For that’s what the celebrations around Christmas are all about, isn’t it? One has only to surf the web to appreciate that this is indeed the true spirit of modern Christmas, enjoyed in families which are now, in the UK at least if we go by the media there, composed of several ex’s (ex-wife, ex-step dad, ex-husband’s ex-wife, etc.,) who, nevertheless it seems, have now accepted their new situations and come together to have a jolly good time – leaving all their baggage forever behind. If that is the new family norm, and they do so well for themselves at least during Christmas, who is to gainsay that?
Whether the articles cited are serious or not, I for one would say leave Santa Claus alone! And please, for heaven’s sake don’t spoil the spirit of Christmas. Even though I am not a Christian, I have grown up with a lot of Christian friends, sang Christmas carols in the choir, attended midnight mass, and no one will ever dissuade me from soaking in the lyrics and melody of ‘Holy night, Silent night’ which cannot leave untouched a true lover of elevating music endowed with a sense of aesthetics. By virtue of its openness, depth and breadth, my Hindu dharma can accommodate such pluralities. It is enough for me that for my Christian friends this is a Holy night. I have my own too, and they understand that – isn’t that mutual comprehension and respect more important than that Santa Claus is promulgating an unhealthy lifestyle?

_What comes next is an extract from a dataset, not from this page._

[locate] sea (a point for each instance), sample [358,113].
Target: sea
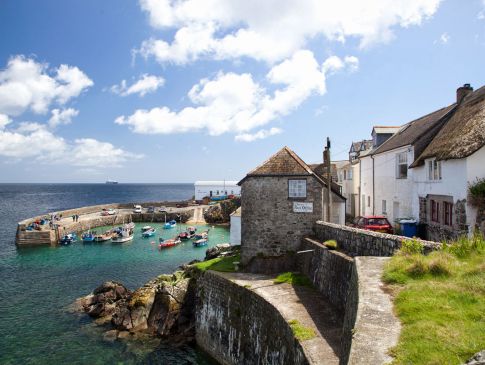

The point is missed about the symbolic aspect of Santa and Christmas in general – this is a sad trend in the Christian world, Europe in particular, which is rapidly unchristianising. And they go to absurd limits in their cultural relativism, which in effect is increasingly coming to mean bending to religious extremists who come in both soft and hard varieties. For example, scenes of the nativity story are banned in public places – and the disease, it seems, is spreading even to North America. Can one get more ridiculous than that? One does not have to be a Christian or even to believe in Jesus Christ to appreciate that it is a beautiful story. And that someone born in a stable to humble parents could rise to inspire hundreds of millions by his good deeds and messages. What is wrong with that? Does one have to knacker about whether or not he was the son of God? The way they are going about it, sooner than we think there will be no Christmas trees, and none at the Rockefeller centre in New York. As for England, well, even its Royalty is unlikely to be able to save it from cultural degradation at this rate of relativising.
As for me, I will continue to wish Happy Christmas to my Christian brethren – and why not, to all of us. It’s time to share and cheer – can there be anything better to do?